Mauricio Pochettino’s tactical decisions allowed Spurs to outperform an on form Manchester City side. With City winning all of their league games previous to the clash, Pep Guardiola’s side looked as if they would storm the title race this year. However, The Sky Blues were stopped in their tracks by the North London team. Spurs played City at their own game. A high intensity game, quick intricate passes and a forceful press from Tottenham strangled City out of the first 45 minutes as well as giving them a 2-0 lead. A solid defensive performance in the second half meant that City could not find their way back into the game no matter how hard they tried.
Tottenham started the game with their typical 4-2-3-1 formation. Dele Alli and Victor Wanyama took up the double pivot in the absence of Eric Dier and Mousa Dembele, while Erik Lamela, Christian Eriksen and Mousa Sissoko formed the attacking three behind the on-form Heung-Min Son. However, as the game progressed Spurs changed to a 4-1-4-1 formation which saw an interesting development in Christian Eriksen’s role during the game.

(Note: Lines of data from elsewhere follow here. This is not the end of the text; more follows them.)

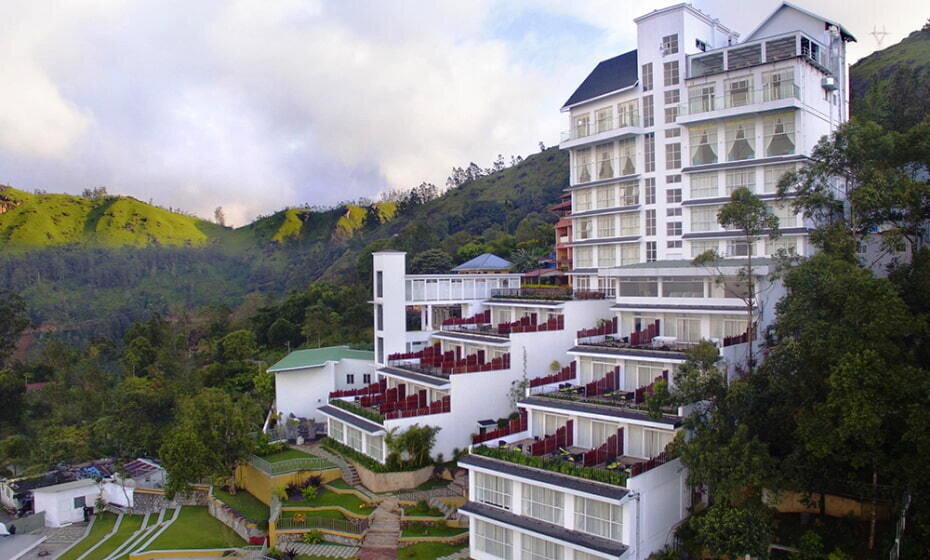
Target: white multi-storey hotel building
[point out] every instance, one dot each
(659, 137)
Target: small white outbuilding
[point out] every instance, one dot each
(65, 503)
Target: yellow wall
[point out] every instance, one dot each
(260, 484)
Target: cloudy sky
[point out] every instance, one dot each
(254, 105)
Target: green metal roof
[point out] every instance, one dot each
(315, 357)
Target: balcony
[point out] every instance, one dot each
(768, 50)
(588, 132)
(737, 102)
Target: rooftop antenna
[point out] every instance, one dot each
(879, 35)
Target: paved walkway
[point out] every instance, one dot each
(325, 550)
(383, 536)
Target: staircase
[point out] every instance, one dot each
(383, 535)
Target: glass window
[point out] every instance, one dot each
(542, 503)
(584, 171)
(670, 73)
(604, 119)
(740, 178)
(583, 257)
(779, 134)
(629, 253)
(739, 91)
(605, 226)
(627, 156)
(701, 99)
(629, 224)
(598, 518)
(649, 152)
(647, 77)
(704, 218)
(704, 185)
(704, 145)
(741, 140)
(606, 256)
(701, 247)
(639, 287)
(493, 539)
(682, 287)
(581, 125)
(493, 490)
(605, 161)
(673, 156)
(538, 549)
(773, 175)
(628, 114)
(605, 197)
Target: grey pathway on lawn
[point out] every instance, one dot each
(326, 550)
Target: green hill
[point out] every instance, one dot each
(93, 266)
(892, 86)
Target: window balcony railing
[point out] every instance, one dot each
(739, 98)
(591, 127)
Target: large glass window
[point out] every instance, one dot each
(606, 256)
(741, 178)
(598, 518)
(605, 197)
(741, 140)
(605, 226)
(629, 224)
(704, 145)
(673, 156)
(605, 119)
(779, 134)
(704, 185)
(493, 539)
(704, 218)
(639, 287)
(605, 161)
(538, 549)
(543, 504)
(493, 490)
(682, 287)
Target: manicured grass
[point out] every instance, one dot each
(103, 525)
(286, 455)
(324, 498)
(246, 504)
(416, 510)
(196, 528)
(339, 483)
(130, 524)
(427, 551)
(439, 530)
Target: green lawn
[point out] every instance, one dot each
(196, 528)
(439, 530)
(103, 525)
(130, 524)
(428, 511)
(246, 504)
(427, 551)
(349, 501)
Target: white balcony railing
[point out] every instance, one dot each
(739, 98)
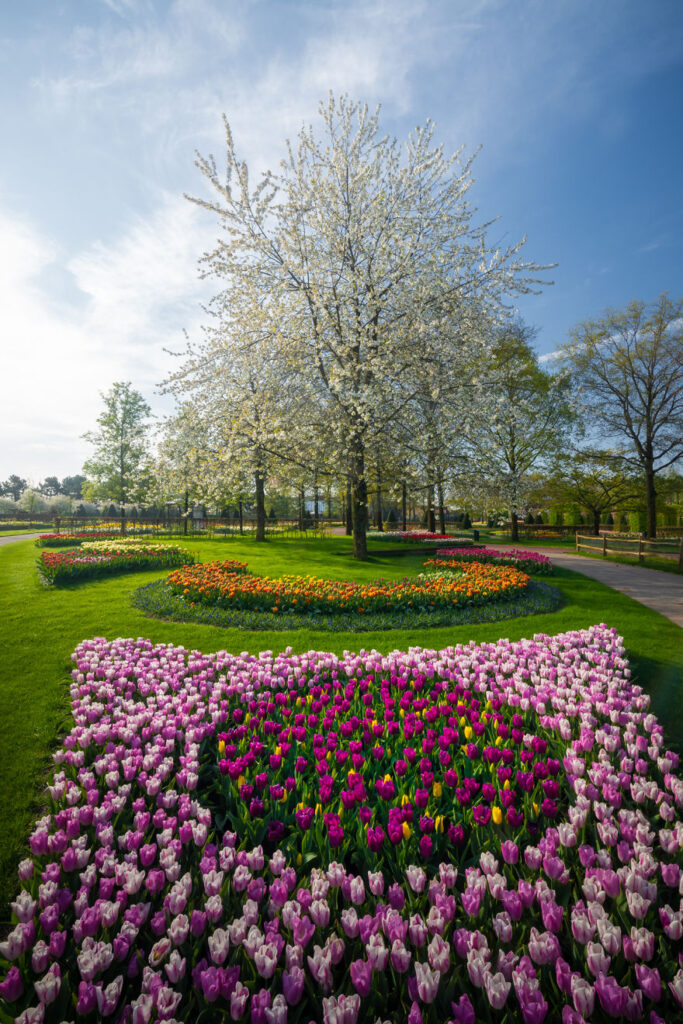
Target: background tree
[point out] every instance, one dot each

Eriksen is a vital player to Spurs. The Dane acts as the metronome for the team, he controls the rhythm and tempo of the game. As seen in the past, Tottenham are a completely different team without the playmaker or when he dips in form. Eriksen’s favoured position to play is behind the striker in the number 10 role, however as Dele Alli thrives in that hole behind the striker Eriksen has been forced out onto the left wing. While this hasn’t massively affected Eriksen’s game overall came he still has more control from central positions. If anything Eriksen’s position on the left hinders the team slightly when he drifts into the center of the pitch and stays there too long. This creates a more narrow midfield and sometimes leaves the team unbalanced.
Against City, Eriksen took up a role which we have never seen him play in before. Alli continued to play higher up the pitch behind Son, even though he originally started alongside Wanyama, and Lamela and Sissoko occupied the left and right wing respectively. Eriksen on the other hand took up a Luka Modric-esque role, controlling the game from deep and doing so without restricting his creativity. With both Alli and Eriksen playing in central roles Spurs got the best out of both players. The move also helped Spurs implement their high press as by playing Lamela and Sissoko out wide it put pressure on City’s full backs, who were intent on playing out from the back, as the two players stayed out wide, unlike Eriksen who often drifts in.

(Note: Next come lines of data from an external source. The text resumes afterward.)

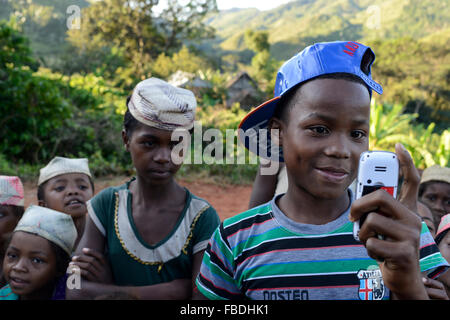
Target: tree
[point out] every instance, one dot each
(134, 28)
(263, 65)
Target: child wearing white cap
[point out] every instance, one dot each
(38, 255)
(155, 231)
(65, 185)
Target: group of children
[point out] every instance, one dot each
(151, 238)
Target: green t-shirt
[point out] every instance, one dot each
(133, 261)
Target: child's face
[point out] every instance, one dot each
(29, 264)
(150, 150)
(8, 220)
(328, 129)
(68, 193)
(437, 197)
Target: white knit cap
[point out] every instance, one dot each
(60, 165)
(158, 104)
(52, 225)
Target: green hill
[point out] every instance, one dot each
(299, 23)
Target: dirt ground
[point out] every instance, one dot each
(228, 200)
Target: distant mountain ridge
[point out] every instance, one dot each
(294, 25)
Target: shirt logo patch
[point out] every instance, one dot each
(371, 285)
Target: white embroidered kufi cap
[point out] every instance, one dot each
(60, 165)
(52, 225)
(158, 104)
(11, 191)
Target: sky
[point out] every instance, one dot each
(259, 4)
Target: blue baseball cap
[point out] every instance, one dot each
(313, 61)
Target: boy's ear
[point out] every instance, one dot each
(125, 139)
(276, 131)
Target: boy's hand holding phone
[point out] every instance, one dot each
(397, 252)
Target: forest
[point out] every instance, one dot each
(67, 67)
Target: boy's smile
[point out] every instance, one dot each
(327, 130)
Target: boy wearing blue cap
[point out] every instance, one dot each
(300, 245)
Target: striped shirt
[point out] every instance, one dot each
(262, 254)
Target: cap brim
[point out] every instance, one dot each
(254, 133)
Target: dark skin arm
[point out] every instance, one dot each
(96, 274)
(398, 253)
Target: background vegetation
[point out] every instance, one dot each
(64, 82)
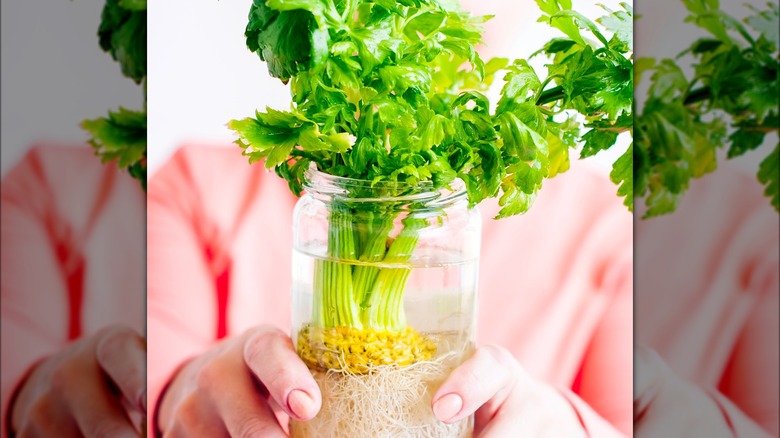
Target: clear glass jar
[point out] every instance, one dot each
(384, 302)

With Spurs playing with a false nine and four attacking midfielders they had an extra man allowing them to press in groups of twos or threes, forcing City’s defence into numerous mistakes that the Lilywhites would capitalise on.

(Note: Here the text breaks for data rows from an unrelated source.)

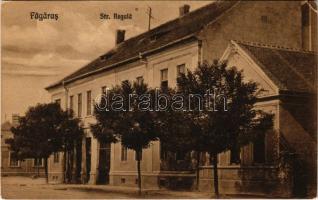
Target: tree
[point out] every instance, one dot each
(42, 131)
(228, 118)
(136, 129)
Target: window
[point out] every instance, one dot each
(305, 10)
(164, 78)
(180, 70)
(163, 153)
(37, 162)
(71, 103)
(104, 90)
(56, 157)
(123, 153)
(259, 149)
(79, 105)
(89, 103)
(13, 161)
(140, 80)
(235, 155)
(125, 82)
(58, 101)
(139, 154)
(264, 19)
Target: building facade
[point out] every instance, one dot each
(11, 166)
(157, 56)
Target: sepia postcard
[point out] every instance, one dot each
(159, 99)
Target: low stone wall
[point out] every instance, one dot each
(245, 180)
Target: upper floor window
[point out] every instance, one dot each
(71, 103)
(305, 11)
(235, 155)
(104, 90)
(89, 103)
(140, 80)
(181, 70)
(79, 105)
(13, 161)
(136, 155)
(123, 153)
(259, 149)
(56, 157)
(164, 78)
(38, 162)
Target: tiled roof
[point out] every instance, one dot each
(166, 34)
(290, 69)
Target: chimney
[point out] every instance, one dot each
(120, 36)
(183, 10)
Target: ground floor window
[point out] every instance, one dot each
(14, 162)
(56, 158)
(123, 153)
(139, 154)
(37, 162)
(259, 149)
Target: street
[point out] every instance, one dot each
(27, 188)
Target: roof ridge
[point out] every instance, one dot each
(271, 46)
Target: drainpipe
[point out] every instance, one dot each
(66, 95)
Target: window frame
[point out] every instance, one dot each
(72, 102)
(139, 80)
(42, 162)
(178, 71)
(56, 157)
(164, 82)
(79, 104)
(123, 153)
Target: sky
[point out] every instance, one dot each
(35, 54)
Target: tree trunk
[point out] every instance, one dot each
(198, 170)
(64, 165)
(215, 174)
(46, 170)
(139, 173)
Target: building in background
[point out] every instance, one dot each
(10, 166)
(157, 56)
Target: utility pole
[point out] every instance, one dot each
(149, 16)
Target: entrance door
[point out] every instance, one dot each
(104, 163)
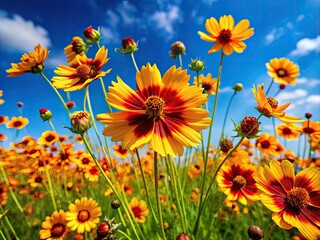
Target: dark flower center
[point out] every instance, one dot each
(154, 106)
(298, 198)
(57, 230)
(239, 182)
(83, 216)
(224, 36)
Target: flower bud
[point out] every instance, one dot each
(80, 122)
(238, 87)
(183, 236)
(196, 65)
(177, 49)
(255, 232)
(92, 35)
(45, 114)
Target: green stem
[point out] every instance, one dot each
(56, 91)
(156, 184)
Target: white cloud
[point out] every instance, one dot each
(306, 46)
(166, 20)
(20, 35)
(310, 82)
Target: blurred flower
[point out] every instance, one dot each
(269, 106)
(283, 71)
(139, 209)
(54, 227)
(17, 122)
(226, 35)
(293, 199)
(162, 111)
(208, 83)
(83, 216)
(238, 184)
(177, 49)
(31, 62)
(81, 74)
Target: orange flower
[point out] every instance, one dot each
(269, 106)
(226, 35)
(30, 62)
(283, 71)
(80, 75)
(293, 199)
(17, 122)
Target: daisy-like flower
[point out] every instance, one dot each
(283, 71)
(226, 35)
(162, 111)
(208, 83)
(54, 227)
(139, 209)
(269, 106)
(236, 181)
(288, 131)
(48, 138)
(17, 122)
(31, 62)
(293, 199)
(84, 215)
(80, 75)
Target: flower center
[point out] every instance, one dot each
(57, 230)
(224, 36)
(273, 102)
(281, 72)
(83, 216)
(154, 106)
(298, 198)
(239, 182)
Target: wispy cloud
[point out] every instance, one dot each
(20, 35)
(306, 46)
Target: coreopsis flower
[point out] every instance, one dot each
(17, 122)
(208, 83)
(83, 215)
(55, 227)
(32, 62)
(237, 183)
(48, 138)
(76, 47)
(225, 35)
(162, 111)
(288, 131)
(294, 200)
(283, 71)
(269, 106)
(81, 74)
(139, 209)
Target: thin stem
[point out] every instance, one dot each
(56, 91)
(156, 184)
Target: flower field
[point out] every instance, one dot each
(154, 171)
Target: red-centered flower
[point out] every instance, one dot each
(295, 200)
(81, 74)
(162, 111)
(238, 184)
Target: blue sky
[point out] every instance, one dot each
(283, 28)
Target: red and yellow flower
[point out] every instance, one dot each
(294, 200)
(162, 111)
(225, 35)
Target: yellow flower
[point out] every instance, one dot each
(17, 122)
(226, 35)
(30, 62)
(283, 71)
(83, 216)
(54, 227)
(80, 75)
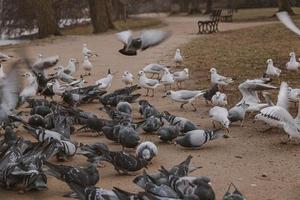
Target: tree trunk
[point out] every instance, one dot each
(45, 17)
(100, 15)
(284, 5)
(208, 6)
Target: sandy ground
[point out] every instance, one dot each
(242, 159)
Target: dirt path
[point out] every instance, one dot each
(241, 159)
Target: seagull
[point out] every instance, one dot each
(167, 78)
(31, 89)
(127, 78)
(71, 67)
(105, 83)
(292, 65)
(154, 69)
(2, 73)
(178, 58)
(271, 69)
(148, 38)
(181, 76)
(219, 114)
(87, 52)
(278, 115)
(215, 78)
(87, 65)
(184, 96)
(219, 99)
(147, 83)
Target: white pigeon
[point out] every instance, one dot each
(178, 57)
(87, 65)
(154, 69)
(278, 115)
(219, 99)
(147, 83)
(87, 52)
(71, 67)
(167, 78)
(294, 95)
(219, 114)
(2, 73)
(215, 78)
(105, 83)
(127, 78)
(181, 76)
(184, 96)
(31, 87)
(292, 65)
(271, 69)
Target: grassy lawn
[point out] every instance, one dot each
(242, 54)
(131, 23)
(259, 14)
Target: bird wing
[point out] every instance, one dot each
(287, 21)
(153, 37)
(283, 98)
(125, 36)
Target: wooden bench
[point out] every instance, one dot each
(211, 25)
(228, 16)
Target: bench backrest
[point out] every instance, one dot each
(215, 15)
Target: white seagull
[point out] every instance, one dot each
(167, 78)
(215, 78)
(181, 76)
(184, 96)
(147, 83)
(178, 57)
(292, 65)
(278, 115)
(271, 69)
(87, 52)
(105, 83)
(219, 114)
(219, 99)
(31, 87)
(127, 78)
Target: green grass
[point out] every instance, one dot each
(131, 23)
(259, 14)
(242, 54)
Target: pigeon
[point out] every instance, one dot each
(271, 69)
(178, 58)
(167, 79)
(196, 138)
(219, 114)
(146, 150)
(87, 65)
(219, 99)
(71, 67)
(154, 69)
(184, 124)
(213, 89)
(87, 52)
(292, 65)
(278, 115)
(215, 78)
(85, 177)
(127, 78)
(31, 88)
(181, 76)
(184, 96)
(105, 83)
(168, 133)
(149, 84)
(148, 38)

On top of this Eriksen’s partnership with Wanyama throughout the game allowed the Tottenham to break onto City quickly. With Wanyama providing a flawless performance in breaking up Guardiola’s team’s attacks, Eriksen would quickly pick up the second ball and recycle it back out to an attacking midfielder and consequently start a new attack on the back of City’s. Eriksen has come under criticism for his lack of defensive abilities. While Eriksen doesn’t put in numerous tackles every game he does win second balls as well as intercepting play and gaining back possession through pressing opponents and this is just as important, if not more, for Tottenham’s style of play.
With Pochettino hinting in his post match comments that Tottenham may only play with one defensive midfielder in the future, will we see Eriksen in this role more often? With Mousa Dembele still to return to the squad it is difficult to tell, but I would not be surprised to see Eriksen progress into this deeper role.